Monday 18 October 2021

In praise of teachers.

 My daughter sent me this:


“It was 1942. Norway was in the second year of Nazi occupation with a puppet prime minister in place. New orders arrived - all teachers were to pledge loyalty to the Nazis, join the Nazi national teachers union, and indoctrinate their students accordingly. Parents protested by the thousands, but teachers did something quite remarkable. They refused. Simply refused. 


The government responded by closing schools and withholding the salaries of 10,000 teachers. Many teachers responded courageously by teaching in their homes. The Nazi retaliation was brutal. Teachers were arrested and sent in freezing cattle cars to concentration camps. Ignoring the danger, Norwegians gathered along the tracks as they passed, singing and offering gifts of food. The teachers were starved, forced to crawl through snow and endured nighttime marches where they were viciously beaten. Incredibly, months of such treatment did not break their spirits, and they were finally returned to their homes and their newly reopened schools.”


This was her source: 

#archaeology #heritage #sharedheritage #heritagetogether #community #HolocaustEducation #ww2


Teachers make a difference. 


In this article the actor Patrick Stewart writes about Cecil Dormand, the teacher who set him on the road to his profession. “Cec passed away a few weeks ago, at the age of 96. He saved me when I was a boy and my education was failing – and has without doubt been the most significant person in my life. If I had not met Cec, what would have happened to me? I am so grateful for his belief in me. Rest in peace, Sir.”


I wonder what would have become of Patrick Stewart if he had turned up for, and passed, the 11-plus exam. 


Writer Michele Roberts passed the 11-plus exam but later failed O-Level art, much to her chagrin as she considered herself quite good at the subject. And so she went on to become a writer instead. She only rediscovered her love of drawing and painting later in life. As for me, I too considered myself quite good at art but was pushed by my schoolteachers to take a science for O-level as an insurance policy in case I did not pass Maths. (I passed Maths but failed the science, by the way.) Consequently my proficiency as an artist was never put to the test and so I have dabbled happily and uninhibitedly all my life. 


Now, one thing struck me as odd when I read Michele Roberts’ description of her school experience. She wrote: 


“At primary school, we learned to write using slates and chalks, with wetted sponges to hand. Writing seemed another form of drawing, scrawling loops and curves. We shaped individual letters into repeating lines. They were abstract forms, delightful but meaningless patterns. I had trouble learning to read clumps of letters as words, but I could draw them.”


Slates and chalks and wetted sponges! When WAS this? I googled the writer just to check. She was born in 1949, so she’s the same generation as I am.
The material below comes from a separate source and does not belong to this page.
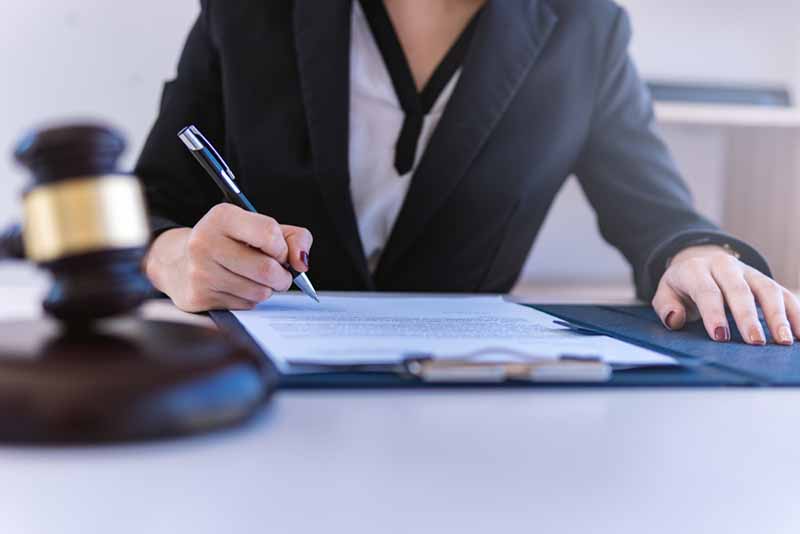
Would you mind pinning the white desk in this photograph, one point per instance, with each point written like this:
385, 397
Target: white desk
624, 461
Nobody I knew learnt to write using slates and chalks! We didn’t have computers but there was plenty of paper and enough pencils for everyone!


Michele Roberts describes her feeling of rejection when she failed O-level art and says who she understood then the feelings of those of her primary school  classmates who failed the 11-plus exam. I was one of those, not Michele Roberts’ classmates but an 11-plus reject. I had watched “my school”, a new building for the girls’ grammar school being built and was devastated not to be able to go there when it opened. 


Like Patrick Stewart, though, I had a couple of inspirational teachers at the local secondary modern school: the English teacher who insisted on high standards from all of us and refused to be addressed as “Miss” but always by her full name, and the enthusiastic young French teacher who instilled a love of foreign languages in me. And my town had a 12-plus exam, which I sat and passed, largely I sometimes think because of that inspirational French teacher as I achieved a high enough mark to go into the higher class (it was quite strictly streamed) where I was able to learn Spanish as well as French. And that’s how my life as a linguist began.


Teachers make a difference.


Life goes on. Stay safe and well, everyone!